Wo Ärzte nicht mehr heilen können,
ist Fürsorge und Linderung ihre vornehmste Aufgabe. Auch heute noch ist Krebs oft unheilbar. Immer noch stirbt weltweit fast die Hälfte der Krebspatienten an ihrer Krankheit. Dem Tod gehen oft einige Lebensjahre mit der Erkrankung voraus. Was für diese Patienten zu tun bleibt, ist Fürsorge. Die Linderung (Palliation) der Krankheit und ihrer Symptome ist eine der wichtigsten Aufgaben der Onkologie. Der Begriff Palliation stammt nicht zufällig vom lateinischen Verb palliare ab, was so viel heißt wie »ummanteln« oder »mit einem Mantel umhüllen«.
Dieser »Mantel« der Palliativtherapie kann unterschiedlichster Natur sein. Wenn von palliativer Medizin die Rede ist, denken viele in erster Linie an die Behandlung von Schmerzen oder im weiteren Sinn an die symptomatische Therapie von all den körperlichen Problemen und Beschwerden, die vom Krebs verursacht werden können. 73 Auf den ersten Blick scheint es daher nicht sonderlich plausibel, um die Lebensqualität zu verbessern, eine nebenwirkungsträchtige Behandlung wie die Chemotherapie einzusetzen. Trotzdem hat sich die medikamentöse Tumortherapie auch in dieser unspektakulären, aber wichtigen Rolle inzwischen fest etabliert. Gerade bei Erkrankungen wiedem metastierten Brustkrebs gelingt es mit einer palliativ intendierten Antihormon- oder auch Chemotherapie manchmal, den Krebs in die Rolle einer chronischen Erkrankung zu drängen, die zwar nicht abgeschüttelt werden kann, mit der die Patientinnen aber unter Umständen Jahre, manchmal sogar Jahrzehnte ein auskömmliches Leben führen können. Auch bei anderen häufigen Krebserkrankungen wie dem Darmkrebs, dem Eierstockkrebs, den langsam wachsenden, aber inkurablen Formen von Lymphdrüsenkrebs und sogar bei einigen Varianten des Lungenkrebses 74 kann dies gelingen.
Es ist außerordentlich schwierig,
eine allgemeine Regel dafür aufzustellen, wann eine palliative Chemotherapie angebracht ist.
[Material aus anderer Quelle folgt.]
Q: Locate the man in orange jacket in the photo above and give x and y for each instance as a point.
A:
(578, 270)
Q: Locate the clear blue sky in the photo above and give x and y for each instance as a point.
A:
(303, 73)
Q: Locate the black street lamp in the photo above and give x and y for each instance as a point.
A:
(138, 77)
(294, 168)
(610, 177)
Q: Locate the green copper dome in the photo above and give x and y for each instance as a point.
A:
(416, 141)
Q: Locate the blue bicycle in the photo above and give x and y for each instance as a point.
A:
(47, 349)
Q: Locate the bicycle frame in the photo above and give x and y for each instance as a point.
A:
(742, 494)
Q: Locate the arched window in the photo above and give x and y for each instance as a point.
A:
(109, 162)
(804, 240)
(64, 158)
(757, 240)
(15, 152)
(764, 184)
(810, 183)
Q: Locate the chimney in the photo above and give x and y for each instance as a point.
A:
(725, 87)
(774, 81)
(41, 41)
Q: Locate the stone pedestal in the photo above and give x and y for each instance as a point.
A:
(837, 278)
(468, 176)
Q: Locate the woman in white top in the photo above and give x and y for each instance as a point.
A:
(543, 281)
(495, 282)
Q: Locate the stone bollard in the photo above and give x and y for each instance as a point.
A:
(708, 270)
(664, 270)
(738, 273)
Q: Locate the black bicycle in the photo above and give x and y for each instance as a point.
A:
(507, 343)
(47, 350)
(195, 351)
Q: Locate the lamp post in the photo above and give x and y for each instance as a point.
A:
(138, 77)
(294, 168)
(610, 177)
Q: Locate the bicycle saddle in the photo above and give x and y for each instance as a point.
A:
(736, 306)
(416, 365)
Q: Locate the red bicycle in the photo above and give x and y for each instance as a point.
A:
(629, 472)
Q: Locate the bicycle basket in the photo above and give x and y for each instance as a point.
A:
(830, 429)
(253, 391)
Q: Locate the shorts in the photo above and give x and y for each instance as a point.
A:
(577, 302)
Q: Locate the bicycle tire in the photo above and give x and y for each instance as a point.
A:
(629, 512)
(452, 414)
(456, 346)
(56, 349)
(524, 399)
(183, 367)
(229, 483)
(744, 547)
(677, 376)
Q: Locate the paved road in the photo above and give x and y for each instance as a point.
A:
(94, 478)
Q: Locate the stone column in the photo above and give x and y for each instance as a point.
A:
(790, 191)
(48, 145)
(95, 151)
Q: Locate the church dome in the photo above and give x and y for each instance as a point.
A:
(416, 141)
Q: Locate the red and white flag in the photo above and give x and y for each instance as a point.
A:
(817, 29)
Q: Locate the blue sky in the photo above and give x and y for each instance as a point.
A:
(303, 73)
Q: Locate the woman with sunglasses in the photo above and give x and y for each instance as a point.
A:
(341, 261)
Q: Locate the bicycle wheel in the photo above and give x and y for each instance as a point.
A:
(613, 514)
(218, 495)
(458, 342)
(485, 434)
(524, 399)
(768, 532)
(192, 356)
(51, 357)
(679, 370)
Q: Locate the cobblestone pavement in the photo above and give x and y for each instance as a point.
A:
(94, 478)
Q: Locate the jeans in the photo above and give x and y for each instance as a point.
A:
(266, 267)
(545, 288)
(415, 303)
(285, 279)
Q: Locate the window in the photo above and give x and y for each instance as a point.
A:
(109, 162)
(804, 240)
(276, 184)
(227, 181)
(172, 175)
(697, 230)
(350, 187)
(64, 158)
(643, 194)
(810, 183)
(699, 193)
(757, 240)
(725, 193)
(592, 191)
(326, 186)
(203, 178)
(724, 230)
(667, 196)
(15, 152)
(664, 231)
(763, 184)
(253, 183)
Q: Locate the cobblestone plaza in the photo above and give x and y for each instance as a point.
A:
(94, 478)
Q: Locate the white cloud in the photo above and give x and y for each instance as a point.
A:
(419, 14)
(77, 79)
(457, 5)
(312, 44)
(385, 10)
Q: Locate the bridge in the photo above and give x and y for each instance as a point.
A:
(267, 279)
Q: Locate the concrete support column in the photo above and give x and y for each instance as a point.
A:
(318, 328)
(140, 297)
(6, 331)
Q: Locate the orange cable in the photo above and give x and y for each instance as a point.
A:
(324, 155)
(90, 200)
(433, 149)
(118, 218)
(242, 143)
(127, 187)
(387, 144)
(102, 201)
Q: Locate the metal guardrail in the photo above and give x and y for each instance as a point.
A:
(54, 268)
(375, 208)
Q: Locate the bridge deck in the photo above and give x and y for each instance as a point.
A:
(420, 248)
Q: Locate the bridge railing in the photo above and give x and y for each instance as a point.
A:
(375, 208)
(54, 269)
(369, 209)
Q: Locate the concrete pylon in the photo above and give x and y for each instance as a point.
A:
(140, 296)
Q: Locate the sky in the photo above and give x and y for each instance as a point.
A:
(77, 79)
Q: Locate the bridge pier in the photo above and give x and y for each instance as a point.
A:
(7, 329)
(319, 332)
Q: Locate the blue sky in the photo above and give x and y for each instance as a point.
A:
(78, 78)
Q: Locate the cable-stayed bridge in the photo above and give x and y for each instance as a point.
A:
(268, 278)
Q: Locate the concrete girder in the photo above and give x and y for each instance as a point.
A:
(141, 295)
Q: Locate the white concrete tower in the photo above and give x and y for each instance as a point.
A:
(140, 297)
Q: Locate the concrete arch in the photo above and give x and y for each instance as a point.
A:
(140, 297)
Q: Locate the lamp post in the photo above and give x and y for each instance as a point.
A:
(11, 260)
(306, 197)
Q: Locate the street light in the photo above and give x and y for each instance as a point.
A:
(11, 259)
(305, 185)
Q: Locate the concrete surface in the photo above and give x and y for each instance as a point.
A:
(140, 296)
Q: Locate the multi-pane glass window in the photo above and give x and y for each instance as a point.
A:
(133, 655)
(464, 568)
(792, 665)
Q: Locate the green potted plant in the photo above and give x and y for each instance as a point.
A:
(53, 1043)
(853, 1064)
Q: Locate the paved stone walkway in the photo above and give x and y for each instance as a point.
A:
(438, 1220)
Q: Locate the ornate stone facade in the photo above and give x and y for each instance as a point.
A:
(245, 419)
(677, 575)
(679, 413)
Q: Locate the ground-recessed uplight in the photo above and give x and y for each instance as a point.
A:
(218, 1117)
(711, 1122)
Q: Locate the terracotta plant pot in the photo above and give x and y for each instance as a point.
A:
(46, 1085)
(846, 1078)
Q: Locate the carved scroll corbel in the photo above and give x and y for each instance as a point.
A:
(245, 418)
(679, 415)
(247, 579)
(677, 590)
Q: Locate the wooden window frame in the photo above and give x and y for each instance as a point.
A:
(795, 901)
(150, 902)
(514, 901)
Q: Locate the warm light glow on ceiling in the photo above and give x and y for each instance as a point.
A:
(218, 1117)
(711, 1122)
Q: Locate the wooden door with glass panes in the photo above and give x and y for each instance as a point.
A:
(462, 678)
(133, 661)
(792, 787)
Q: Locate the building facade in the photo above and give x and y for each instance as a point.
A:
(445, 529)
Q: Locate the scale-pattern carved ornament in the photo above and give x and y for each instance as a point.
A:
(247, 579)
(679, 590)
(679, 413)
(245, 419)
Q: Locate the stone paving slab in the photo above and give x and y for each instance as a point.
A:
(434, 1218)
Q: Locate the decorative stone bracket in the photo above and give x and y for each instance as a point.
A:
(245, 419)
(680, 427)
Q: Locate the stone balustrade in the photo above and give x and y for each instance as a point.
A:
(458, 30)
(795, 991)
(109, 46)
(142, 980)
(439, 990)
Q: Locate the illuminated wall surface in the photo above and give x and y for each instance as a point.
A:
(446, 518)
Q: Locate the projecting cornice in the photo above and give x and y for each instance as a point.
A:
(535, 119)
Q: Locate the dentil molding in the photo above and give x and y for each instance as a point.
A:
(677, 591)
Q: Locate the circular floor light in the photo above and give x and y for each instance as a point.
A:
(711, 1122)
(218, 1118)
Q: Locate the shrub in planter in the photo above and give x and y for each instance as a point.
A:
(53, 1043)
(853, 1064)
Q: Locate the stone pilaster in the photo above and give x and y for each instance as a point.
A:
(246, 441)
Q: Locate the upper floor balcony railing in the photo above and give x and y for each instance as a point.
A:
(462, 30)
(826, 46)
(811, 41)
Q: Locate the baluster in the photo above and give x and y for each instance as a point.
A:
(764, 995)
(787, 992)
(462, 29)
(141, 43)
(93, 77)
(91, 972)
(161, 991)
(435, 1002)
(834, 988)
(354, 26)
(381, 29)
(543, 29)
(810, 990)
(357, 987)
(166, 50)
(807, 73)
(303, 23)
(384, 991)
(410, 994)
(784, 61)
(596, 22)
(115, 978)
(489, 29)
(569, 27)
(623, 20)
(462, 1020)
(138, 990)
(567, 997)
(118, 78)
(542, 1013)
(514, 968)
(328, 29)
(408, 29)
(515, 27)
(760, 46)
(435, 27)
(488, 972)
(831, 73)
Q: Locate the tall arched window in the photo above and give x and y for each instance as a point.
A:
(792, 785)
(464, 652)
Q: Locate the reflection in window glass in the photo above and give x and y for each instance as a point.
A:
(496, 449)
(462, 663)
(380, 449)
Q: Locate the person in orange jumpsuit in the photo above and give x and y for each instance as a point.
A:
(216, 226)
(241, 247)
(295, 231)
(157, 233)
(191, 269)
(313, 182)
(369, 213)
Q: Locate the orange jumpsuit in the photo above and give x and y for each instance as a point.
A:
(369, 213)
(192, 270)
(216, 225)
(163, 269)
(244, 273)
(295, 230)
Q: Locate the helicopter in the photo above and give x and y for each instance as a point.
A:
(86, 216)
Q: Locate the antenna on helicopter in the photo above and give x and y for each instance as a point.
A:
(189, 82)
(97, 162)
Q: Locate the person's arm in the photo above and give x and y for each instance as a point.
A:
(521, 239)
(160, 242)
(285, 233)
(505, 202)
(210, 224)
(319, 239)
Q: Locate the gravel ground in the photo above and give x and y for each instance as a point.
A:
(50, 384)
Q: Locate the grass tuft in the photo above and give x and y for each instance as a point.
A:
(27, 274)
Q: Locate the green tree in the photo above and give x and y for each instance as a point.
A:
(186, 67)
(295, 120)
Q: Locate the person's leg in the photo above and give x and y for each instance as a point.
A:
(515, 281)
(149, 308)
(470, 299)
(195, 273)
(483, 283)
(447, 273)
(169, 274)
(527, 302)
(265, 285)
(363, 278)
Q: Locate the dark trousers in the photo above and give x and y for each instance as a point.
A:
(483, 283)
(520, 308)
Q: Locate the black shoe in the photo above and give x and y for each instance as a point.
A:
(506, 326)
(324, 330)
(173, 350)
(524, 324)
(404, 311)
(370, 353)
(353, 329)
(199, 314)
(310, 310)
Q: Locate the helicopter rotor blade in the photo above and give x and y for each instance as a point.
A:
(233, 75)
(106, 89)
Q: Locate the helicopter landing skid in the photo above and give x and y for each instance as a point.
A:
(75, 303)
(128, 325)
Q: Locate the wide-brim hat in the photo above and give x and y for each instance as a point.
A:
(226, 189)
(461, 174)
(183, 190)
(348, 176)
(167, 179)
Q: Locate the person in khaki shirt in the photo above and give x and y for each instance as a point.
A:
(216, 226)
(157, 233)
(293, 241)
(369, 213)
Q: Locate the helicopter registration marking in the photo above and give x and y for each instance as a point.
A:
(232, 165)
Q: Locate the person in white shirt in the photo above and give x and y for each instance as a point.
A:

Manche Krebserkrankungen wie Brust- oder Darmkrebs sind dafür eher prädestiniert sind als andere, weil wir für sie über eine breite Palette Medikamente verfügen, die durchaus wirksam sein können. Die definitive Entscheidung zur palliativen Chemotherapie kann aber immer erst nach der Prüfung der individuellen Gegebenheiten jedes Einzelfalls erfolgen. Dabei sind die Aspekte, die ein Arzt objektiv überprüfen kann, nur eine Seite der Medaille. Natürlich muss er sich vergewissern, ob die Krebserkrankung dem Patienten genügend körperliche Reserven gelassen hat, um eine solche Therapie zu überstehen. 75 Vor allem nicht schaden (primum nihil nocere) – Hippokrates’ berühmtes Diktum ist speziell in der Palliativtherapie immer noch das oberste Gebot.
Die andere Seite der Medaille kann nur aus dem Blickwinkel des Patienten in Augenschein genommen werden. Jede palliative Therapie muss in das Lebenskonzept des Betroffenen passen.